Perhaps the biggest problem facing AI products today is: people don't know all the things these products can do nor how to get the best results out of them. Not surprising when you consider most AI product interfaces are just empty text fields asking "what do you want to do?". Prompt building user interfaces can help answer that question and more.

We've been exploring ways to help people understand what's possible and how to accomplish it in Bench. Bench is AI for everyday work tasks. As such, it can do a lot: search the Web, browse the Web as you (with a browser extension), generate reports, make PowerPoint, use your email, and many more of the things that make up people's daily work tasks. The problem is... that's a lot.

To give people a better sense of what Bench can do, we started with suggested prompts (aka instructions) that accomplished specific work tasks. To make these as relevant as possible, we added an initial screen to the Bench start experience asking people to specify their primary roles at work: Engineering, Design, Sales, etc. If they did, the suggested prompts would be reflective of the kinds of things they might do at work. For example Sales folks would see suggestions like: research a prospect, prep for a sales meeting, summarize customer feedback, and so on.

The problem with these kinds of high level suggestions is they are exactly that: too high level. Though relevant to a role, they're not relevant to someone's current work tasks. Sales teams are researching prospects but doing it in a way that's specific to the product they're selling and the prospect they're researching. Generic prompt suggestions aren't that useful.

To account for this, we attempted to personalize the role-based suggestions by researching people's companies in the background while they signed up. This additional information allowed us to make suggestions more specific to the industry and company people worked for. This definitely made suggested prompts more specific, but it also made them less useful. Researching someone's company gives you some context but not nearly the amount its employees have. Because of this, personalized suggested prompts felt "off". So we went back to more generic suggestions but made them more atomic.

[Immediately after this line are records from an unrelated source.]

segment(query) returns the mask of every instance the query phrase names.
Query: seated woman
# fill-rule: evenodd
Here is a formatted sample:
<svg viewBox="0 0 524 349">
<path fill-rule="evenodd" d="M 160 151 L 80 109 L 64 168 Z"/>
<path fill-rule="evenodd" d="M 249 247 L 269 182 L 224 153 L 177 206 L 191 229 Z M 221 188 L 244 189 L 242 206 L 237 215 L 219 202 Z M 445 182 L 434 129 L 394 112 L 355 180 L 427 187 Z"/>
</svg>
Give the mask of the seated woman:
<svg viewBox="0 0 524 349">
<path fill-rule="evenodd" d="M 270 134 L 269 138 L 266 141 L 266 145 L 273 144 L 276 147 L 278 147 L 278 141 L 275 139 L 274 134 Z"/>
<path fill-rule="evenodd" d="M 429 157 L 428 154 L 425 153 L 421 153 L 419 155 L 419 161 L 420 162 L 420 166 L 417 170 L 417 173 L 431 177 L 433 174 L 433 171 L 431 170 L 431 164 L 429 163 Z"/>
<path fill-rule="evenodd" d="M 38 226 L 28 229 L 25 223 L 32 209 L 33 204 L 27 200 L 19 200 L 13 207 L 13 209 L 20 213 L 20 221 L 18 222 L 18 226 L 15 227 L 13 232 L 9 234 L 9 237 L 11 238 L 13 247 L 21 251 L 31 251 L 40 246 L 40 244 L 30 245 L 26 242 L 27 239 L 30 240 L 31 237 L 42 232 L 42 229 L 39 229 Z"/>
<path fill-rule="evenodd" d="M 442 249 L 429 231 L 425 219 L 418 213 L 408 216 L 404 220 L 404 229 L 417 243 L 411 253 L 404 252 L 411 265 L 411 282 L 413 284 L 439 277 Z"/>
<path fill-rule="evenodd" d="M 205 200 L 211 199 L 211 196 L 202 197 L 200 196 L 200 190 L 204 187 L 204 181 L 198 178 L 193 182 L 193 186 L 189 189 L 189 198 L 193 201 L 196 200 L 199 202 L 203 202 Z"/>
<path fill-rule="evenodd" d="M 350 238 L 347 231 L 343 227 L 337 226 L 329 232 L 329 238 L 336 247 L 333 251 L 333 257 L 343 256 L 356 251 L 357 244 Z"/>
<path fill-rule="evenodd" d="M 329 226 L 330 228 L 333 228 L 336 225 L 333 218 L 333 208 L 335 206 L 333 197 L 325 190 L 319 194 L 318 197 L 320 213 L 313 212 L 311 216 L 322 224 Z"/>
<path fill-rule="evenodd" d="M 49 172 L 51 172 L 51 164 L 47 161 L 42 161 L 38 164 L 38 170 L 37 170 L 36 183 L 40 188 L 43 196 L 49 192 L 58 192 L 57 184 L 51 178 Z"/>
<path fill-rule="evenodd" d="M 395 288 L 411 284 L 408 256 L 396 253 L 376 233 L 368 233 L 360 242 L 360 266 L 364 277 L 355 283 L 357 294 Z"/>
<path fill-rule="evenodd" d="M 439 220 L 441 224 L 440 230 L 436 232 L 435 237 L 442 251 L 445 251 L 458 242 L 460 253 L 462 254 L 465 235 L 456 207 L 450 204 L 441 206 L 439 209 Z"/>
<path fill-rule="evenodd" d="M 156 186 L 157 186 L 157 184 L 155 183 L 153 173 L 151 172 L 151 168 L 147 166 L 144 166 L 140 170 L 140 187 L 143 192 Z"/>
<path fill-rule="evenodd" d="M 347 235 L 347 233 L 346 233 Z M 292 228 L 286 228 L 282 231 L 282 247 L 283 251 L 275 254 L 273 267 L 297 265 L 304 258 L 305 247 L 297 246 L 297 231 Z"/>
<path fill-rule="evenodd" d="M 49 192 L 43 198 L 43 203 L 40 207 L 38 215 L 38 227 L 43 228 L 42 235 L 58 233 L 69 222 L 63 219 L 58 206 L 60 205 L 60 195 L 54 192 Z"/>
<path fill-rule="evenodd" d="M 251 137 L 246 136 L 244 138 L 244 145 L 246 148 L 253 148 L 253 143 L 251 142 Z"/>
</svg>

Instead of encompassing a complete work task, atomic suggestions just focused on part of it: where the information for a work task was coming from (look at my Gmail, search my Notion) and what the output of a work task should be (create a Word Doc, make a chart). These suggestions gave people a better sense of Bench's capabilities. It can read my calendar, it can make Google sheets. Almost immediately, though, it felt like these atomic suggestions should be combine-able.

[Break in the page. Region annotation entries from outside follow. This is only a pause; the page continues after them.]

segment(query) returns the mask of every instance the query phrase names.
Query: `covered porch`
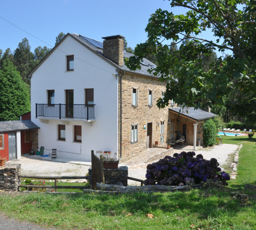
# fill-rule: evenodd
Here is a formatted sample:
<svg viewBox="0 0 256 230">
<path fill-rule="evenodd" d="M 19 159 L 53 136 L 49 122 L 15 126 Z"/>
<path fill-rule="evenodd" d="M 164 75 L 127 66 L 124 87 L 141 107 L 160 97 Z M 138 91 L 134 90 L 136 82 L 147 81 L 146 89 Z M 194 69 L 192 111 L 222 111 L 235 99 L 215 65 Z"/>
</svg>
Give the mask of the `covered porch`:
<svg viewBox="0 0 256 230">
<path fill-rule="evenodd" d="M 180 137 L 185 139 L 185 144 L 193 147 L 203 144 L 203 125 L 205 121 L 217 115 L 201 109 L 194 107 L 172 107 L 169 108 L 168 139 L 176 140 Z"/>
</svg>

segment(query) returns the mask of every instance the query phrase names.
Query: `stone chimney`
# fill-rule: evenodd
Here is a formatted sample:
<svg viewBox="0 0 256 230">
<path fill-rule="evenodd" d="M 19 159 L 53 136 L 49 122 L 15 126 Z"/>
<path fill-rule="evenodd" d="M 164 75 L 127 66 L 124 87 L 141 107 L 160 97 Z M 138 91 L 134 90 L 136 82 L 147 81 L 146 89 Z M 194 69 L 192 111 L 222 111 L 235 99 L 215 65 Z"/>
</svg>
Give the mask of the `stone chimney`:
<svg viewBox="0 0 256 230">
<path fill-rule="evenodd" d="M 119 66 L 124 65 L 124 40 L 120 35 L 102 37 L 103 56 L 113 61 Z"/>
</svg>

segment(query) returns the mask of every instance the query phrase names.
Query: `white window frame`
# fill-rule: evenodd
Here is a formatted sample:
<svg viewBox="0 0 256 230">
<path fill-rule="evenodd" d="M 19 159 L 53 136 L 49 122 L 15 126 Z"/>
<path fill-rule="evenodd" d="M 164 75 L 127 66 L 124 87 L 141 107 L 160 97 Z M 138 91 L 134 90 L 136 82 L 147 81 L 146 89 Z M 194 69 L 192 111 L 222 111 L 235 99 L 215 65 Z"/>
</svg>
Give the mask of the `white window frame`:
<svg viewBox="0 0 256 230">
<path fill-rule="evenodd" d="M 139 126 L 138 124 L 132 124 L 131 126 L 131 144 L 137 143 L 138 142 L 138 127 Z M 135 129 L 136 126 L 137 129 Z M 134 128 L 133 129 L 133 127 Z M 137 140 L 135 140 L 135 137 L 137 138 Z"/>
<path fill-rule="evenodd" d="M 4 149 L 4 134 L 1 133 L 0 134 L 0 136 L 2 136 L 2 141 L 3 142 L 3 147 L 0 147 L 0 150 Z"/>
<path fill-rule="evenodd" d="M 161 126 L 160 127 L 160 135 L 164 135 L 164 121 L 161 121 Z"/>
<path fill-rule="evenodd" d="M 149 98 L 149 93 L 150 92 L 151 92 L 151 100 L 150 100 Z M 153 89 L 148 89 L 148 106 L 153 106 Z"/>
<path fill-rule="evenodd" d="M 136 90 L 136 93 L 134 93 L 134 91 Z M 131 88 L 131 106 L 138 106 L 138 88 L 132 87 Z M 135 98 L 134 100 L 134 95 L 135 95 Z"/>
</svg>

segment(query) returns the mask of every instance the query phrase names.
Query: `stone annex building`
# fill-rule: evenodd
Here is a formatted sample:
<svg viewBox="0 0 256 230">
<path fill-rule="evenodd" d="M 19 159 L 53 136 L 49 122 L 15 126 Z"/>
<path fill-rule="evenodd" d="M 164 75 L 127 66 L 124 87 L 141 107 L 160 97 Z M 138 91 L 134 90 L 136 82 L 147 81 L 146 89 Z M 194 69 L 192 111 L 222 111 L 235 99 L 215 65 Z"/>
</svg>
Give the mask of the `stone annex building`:
<svg viewBox="0 0 256 230">
<path fill-rule="evenodd" d="M 40 128 L 33 131 L 34 150 L 57 149 L 61 157 L 88 161 L 91 150 L 108 151 L 123 159 L 180 135 L 195 148 L 204 121 L 215 115 L 180 113 L 172 102 L 158 109 L 165 83 L 148 72 L 154 64 L 143 59 L 141 69 L 130 71 L 124 37 L 102 38 L 68 33 L 29 74 L 31 121 Z"/>
</svg>

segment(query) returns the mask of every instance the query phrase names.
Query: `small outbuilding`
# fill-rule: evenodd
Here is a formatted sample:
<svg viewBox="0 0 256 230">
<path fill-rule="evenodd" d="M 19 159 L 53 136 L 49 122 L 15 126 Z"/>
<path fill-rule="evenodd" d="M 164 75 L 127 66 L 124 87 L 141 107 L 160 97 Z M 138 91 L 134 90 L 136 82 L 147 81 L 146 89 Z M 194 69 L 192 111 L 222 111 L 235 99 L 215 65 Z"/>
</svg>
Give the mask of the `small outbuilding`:
<svg viewBox="0 0 256 230">
<path fill-rule="evenodd" d="M 20 160 L 21 154 L 29 153 L 33 145 L 38 146 L 35 142 L 38 129 L 30 120 L 0 121 L 0 156 L 7 161 Z"/>
</svg>

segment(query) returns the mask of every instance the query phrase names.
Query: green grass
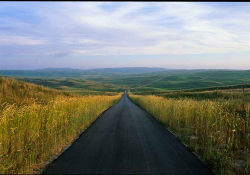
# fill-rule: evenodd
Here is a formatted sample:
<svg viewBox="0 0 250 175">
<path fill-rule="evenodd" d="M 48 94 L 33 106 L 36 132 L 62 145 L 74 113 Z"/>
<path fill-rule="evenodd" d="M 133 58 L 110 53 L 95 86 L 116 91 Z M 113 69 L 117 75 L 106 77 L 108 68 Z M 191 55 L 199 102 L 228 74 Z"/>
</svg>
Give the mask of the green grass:
<svg viewBox="0 0 250 175">
<path fill-rule="evenodd" d="M 34 83 L 45 87 L 59 89 L 66 92 L 87 93 L 105 93 L 105 92 L 123 92 L 126 86 L 118 86 L 108 83 L 100 83 L 86 80 L 83 78 L 16 78 L 28 83 Z"/>
<path fill-rule="evenodd" d="M 0 174 L 36 174 L 121 93 L 79 96 L 0 77 Z"/>
</svg>

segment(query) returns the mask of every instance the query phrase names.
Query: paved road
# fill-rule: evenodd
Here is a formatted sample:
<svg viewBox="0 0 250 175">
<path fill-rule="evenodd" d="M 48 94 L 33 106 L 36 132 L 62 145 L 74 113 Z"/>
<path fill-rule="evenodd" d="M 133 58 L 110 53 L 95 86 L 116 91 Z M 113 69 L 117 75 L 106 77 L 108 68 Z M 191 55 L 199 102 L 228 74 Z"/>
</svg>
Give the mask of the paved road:
<svg viewBox="0 0 250 175">
<path fill-rule="evenodd" d="M 213 174 L 127 94 L 44 174 Z"/>
</svg>

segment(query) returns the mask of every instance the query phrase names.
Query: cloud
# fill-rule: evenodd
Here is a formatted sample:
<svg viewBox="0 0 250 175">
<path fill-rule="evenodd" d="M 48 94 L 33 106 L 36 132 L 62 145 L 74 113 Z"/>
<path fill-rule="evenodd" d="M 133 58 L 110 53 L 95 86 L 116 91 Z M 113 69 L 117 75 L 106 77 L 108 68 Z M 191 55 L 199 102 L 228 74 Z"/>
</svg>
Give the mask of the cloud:
<svg viewBox="0 0 250 175">
<path fill-rule="evenodd" d="M 249 7 L 249 3 L 193 2 L 3 3 L 0 53 L 80 56 L 244 52 L 250 48 Z"/>
<path fill-rule="evenodd" d="M 0 45 L 43 45 L 46 41 L 42 39 L 24 36 L 0 36 Z"/>
</svg>

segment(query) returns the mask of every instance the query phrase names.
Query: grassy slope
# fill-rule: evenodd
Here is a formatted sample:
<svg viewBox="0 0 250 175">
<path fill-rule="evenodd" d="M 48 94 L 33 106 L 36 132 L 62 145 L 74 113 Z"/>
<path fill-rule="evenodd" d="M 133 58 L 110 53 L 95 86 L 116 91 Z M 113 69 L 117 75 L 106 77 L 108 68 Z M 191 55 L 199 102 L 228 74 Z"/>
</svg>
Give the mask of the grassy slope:
<svg viewBox="0 0 250 175">
<path fill-rule="evenodd" d="M 29 83 L 60 89 L 78 94 L 102 94 L 102 92 L 123 92 L 126 86 L 94 82 L 83 78 L 17 78 Z"/>
<path fill-rule="evenodd" d="M 149 69 L 150 70 L 150 69 Z M 119 92 L 126 88 L 132 92 L 184 90 L 249 84 L 250 71 L 238 70 L 166 70 L 148 72 L 143 69 L 97 70 L 36 70 L 0 71 L 3 75 L 23 76 L 27 82 L 64 90 Z M 153 71 L 152 69 L 151 71 Z M 144 73 L 140 73 L 143 72 Z M 140 73 L 140 74 L 138 74 Z M 34 78 L 30 77 L 42 77 Z M 65 78 L 67 77 L 67 78 Z"/>
<path fill-rule="evenodd" d="M 36 173 L 120 98 L 0 77 L 0 174 Z"/>
<path fill-rule="evenodd" d="M 200 72 L 166 74 L 165 78 L 148 86 L 132 90 L 157 91 L 208 88 L 250 83 L 250 71 L 206 70 Z"/>
</svg>

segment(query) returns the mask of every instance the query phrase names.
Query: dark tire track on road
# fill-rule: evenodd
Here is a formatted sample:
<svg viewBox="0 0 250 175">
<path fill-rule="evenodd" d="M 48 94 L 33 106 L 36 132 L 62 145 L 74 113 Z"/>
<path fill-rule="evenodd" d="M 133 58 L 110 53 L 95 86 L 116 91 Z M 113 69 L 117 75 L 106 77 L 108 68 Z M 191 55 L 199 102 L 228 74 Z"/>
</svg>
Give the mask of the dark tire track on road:
<svg viewBox="0 0 250 175">
<path fill-rule="evenodd" d="M 43 174 L 213 174 L 124 94 Z"/>
</svg>

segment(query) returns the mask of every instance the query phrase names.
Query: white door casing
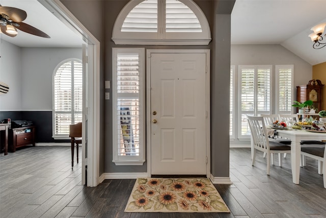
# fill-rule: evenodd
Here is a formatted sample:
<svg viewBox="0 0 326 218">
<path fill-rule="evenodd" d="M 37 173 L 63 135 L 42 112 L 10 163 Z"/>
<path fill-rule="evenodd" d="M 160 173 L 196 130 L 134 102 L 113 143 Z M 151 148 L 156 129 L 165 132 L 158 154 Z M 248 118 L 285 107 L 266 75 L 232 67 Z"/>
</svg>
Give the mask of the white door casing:
<svg viewBox="0 0 326 218">
<path fill-rule="evenodd" d="M 148 51 L 150 175 L 209 175 L 209 52 Z"/>
</svg>

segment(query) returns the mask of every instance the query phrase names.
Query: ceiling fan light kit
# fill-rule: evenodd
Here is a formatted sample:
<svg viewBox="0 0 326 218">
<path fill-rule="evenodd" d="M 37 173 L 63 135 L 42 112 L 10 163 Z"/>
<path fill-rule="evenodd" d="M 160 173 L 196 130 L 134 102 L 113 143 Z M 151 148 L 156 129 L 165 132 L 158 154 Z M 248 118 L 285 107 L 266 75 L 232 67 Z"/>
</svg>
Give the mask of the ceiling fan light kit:
<svg viewBox="0 0 326 218">
<path fill-rule="evenodd" d="M 308 36 L 311 38 L 311 41 L 314 42 L 312 47 L 315 49 L 319 49 L 326 46 L 326 33 L 323 37 L 322 34 L 325 30 L 326 22 L 319 23 L 312 28 L 310 30 L 314 32 Z M 325 40 L 323 41 L 323 40 Z"/>
<path fill-rule="evenodd" d="M 27 23 L 22 22 L 27 17 L 23 10 L 0 5 L 0 33 L 11 37 L 18 34 L 17 29 L 25 33 L 44 38 L 50 38 L 46 33 Z"/>
<path fill-rule="evenodd" d="M 16 28 L 10 24 L 7 25 L 7 30 L 6 30 L 6 32 L 12 35 L 17 35 L 18 33 L 18 32 L 17 32 Z"/>
</svg>

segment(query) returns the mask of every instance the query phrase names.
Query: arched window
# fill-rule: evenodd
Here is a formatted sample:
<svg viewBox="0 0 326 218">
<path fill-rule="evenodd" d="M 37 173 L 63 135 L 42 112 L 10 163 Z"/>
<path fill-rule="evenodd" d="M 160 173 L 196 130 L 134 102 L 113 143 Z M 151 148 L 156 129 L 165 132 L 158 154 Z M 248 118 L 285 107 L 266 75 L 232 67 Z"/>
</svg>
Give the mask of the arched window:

To enable this, we made a prompt rewriter that would change based on what atomic suggestions people chose. If they picked Use Salesforce and Create Google Doc, the rewriter would merge these into a single instruction that made sense "Use [variable] from Salesforce to create a Google Doc". This turned the process of writing complex prompts into just clicking suggestions. The way these suggestions were laid out, however, didn't make clear they could be combined like this. They looked and felt like discrete prompts.

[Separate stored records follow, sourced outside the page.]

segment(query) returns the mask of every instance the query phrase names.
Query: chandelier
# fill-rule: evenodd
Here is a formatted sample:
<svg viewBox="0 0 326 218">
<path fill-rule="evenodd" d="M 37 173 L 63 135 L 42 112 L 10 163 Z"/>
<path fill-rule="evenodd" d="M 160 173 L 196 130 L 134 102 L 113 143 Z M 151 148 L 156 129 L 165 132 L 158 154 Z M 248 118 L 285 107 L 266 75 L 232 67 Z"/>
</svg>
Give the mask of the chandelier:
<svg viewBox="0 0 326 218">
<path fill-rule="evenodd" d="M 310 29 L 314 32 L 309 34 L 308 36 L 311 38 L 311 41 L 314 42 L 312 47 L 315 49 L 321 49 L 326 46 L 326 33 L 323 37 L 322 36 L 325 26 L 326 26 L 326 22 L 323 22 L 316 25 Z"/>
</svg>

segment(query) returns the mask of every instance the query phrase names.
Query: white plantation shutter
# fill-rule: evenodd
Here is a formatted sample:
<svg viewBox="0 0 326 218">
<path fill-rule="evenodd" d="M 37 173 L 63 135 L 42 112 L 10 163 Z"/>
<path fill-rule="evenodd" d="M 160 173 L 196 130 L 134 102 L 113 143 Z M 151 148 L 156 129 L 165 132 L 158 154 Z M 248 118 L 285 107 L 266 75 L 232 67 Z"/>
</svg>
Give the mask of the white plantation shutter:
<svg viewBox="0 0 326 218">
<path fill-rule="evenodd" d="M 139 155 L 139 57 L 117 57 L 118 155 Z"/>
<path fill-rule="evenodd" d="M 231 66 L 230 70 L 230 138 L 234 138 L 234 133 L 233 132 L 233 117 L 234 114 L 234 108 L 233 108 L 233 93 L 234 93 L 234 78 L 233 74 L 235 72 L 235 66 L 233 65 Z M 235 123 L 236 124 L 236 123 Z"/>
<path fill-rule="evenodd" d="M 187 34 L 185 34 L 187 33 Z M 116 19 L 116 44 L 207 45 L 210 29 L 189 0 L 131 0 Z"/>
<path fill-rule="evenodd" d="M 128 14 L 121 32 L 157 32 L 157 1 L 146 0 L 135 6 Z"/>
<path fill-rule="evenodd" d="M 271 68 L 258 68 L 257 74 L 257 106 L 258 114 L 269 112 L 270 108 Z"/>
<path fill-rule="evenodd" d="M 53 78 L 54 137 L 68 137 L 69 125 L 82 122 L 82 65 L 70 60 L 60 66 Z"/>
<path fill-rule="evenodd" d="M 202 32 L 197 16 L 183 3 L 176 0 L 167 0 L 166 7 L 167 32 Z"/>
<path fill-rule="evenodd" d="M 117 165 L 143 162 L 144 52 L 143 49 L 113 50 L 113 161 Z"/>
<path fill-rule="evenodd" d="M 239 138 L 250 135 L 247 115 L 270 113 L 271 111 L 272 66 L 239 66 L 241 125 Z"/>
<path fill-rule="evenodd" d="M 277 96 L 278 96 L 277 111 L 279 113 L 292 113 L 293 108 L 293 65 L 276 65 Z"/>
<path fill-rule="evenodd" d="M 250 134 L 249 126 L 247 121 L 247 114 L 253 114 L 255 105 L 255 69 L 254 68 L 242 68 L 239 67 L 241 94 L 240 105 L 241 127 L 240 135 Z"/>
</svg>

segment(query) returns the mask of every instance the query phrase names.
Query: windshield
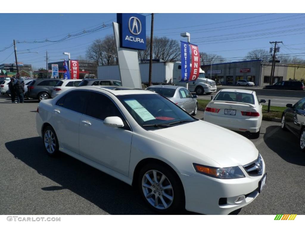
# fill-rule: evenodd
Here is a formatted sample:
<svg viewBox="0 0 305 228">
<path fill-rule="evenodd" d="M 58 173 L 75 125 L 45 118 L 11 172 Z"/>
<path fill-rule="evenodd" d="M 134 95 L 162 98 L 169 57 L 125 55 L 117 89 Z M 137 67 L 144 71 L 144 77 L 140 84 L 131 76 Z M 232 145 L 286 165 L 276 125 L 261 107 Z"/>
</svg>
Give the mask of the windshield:
<svg viewBox="0 0 305 228">
<path fill-rule="evenodd" d="M 254 103 L 254 96 L 253 94 L 236 92 L 220 92 L 216 95 L 213 100 Z"/>
<path fill-rule="evenodd" d="M 205 78 L 205 74 L 204 73 L 199 73 L 199 76 L 198 77 L 200 78 Z"/>
<path fill-rule="evenodd" d="M 176 92 L 175 89 L 170 89 L 164 88 L 148 87 L 146 89 L 155 92 L 166 97 L 173 97 Z"/>
<path fill-rule="evenodd" d="M 134 119 L 142 127 L 158 129 L 155 127 L 158 126 L 154 125 L 172 124 L 174 126 L 180 123 L 179 121 L 193 122 L 197 120 L 170 101 L 158 94 L 131 94 L 120 95 L 117 97 Z"/>
</svg>

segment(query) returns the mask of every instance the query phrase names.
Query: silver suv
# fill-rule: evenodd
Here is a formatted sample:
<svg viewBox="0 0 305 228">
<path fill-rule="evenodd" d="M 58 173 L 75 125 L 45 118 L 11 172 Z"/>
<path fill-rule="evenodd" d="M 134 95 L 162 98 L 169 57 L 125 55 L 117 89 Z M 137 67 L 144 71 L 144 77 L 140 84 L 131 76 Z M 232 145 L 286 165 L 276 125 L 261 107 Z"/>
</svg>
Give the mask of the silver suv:
<svg viewBox="0 0 305 228">
<path fill-rule="evenodd" d="M 38 79 L 33 80 L 27 86 L 27 96 L 39 101 L 51 98 L 53 87 L 61 79 Z"/>
</svg>

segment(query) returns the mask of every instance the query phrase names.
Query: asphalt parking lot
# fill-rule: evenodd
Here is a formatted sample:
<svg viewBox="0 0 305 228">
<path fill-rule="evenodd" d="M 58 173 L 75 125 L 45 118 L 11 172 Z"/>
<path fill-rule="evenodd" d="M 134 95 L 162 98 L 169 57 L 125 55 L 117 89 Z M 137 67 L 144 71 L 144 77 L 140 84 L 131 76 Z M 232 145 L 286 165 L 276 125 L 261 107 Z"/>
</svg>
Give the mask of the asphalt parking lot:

Enter the task builder. In the latest version of Bench, atomic suggestions have been expanded and laid out more like the building blocks of a prompt. People can either select what they want to do, use, make, or any combination of the three. The prompt rewriter then stitches together a machine-written prompt along with some optional inputs field people can fill in to provide more details about the work task they want to get done.

This prompt builder UI does a few things for people using Bench. It:

• makes what the product can do clearer
• provides a way to surface new functionality as it's added to the product
• rewrites people's prompts in a way that gets them to better outcomes
• clarifies what people can add to a prompt to make their tasks more effective

While that's a decent amount of good outcomes, design is never done and AI capabilities keep improving. As a result, I'm sure we're not done with not only Bench's task builder UI but solutions to discoverability and prompting in AI products overall. In other words... more to come.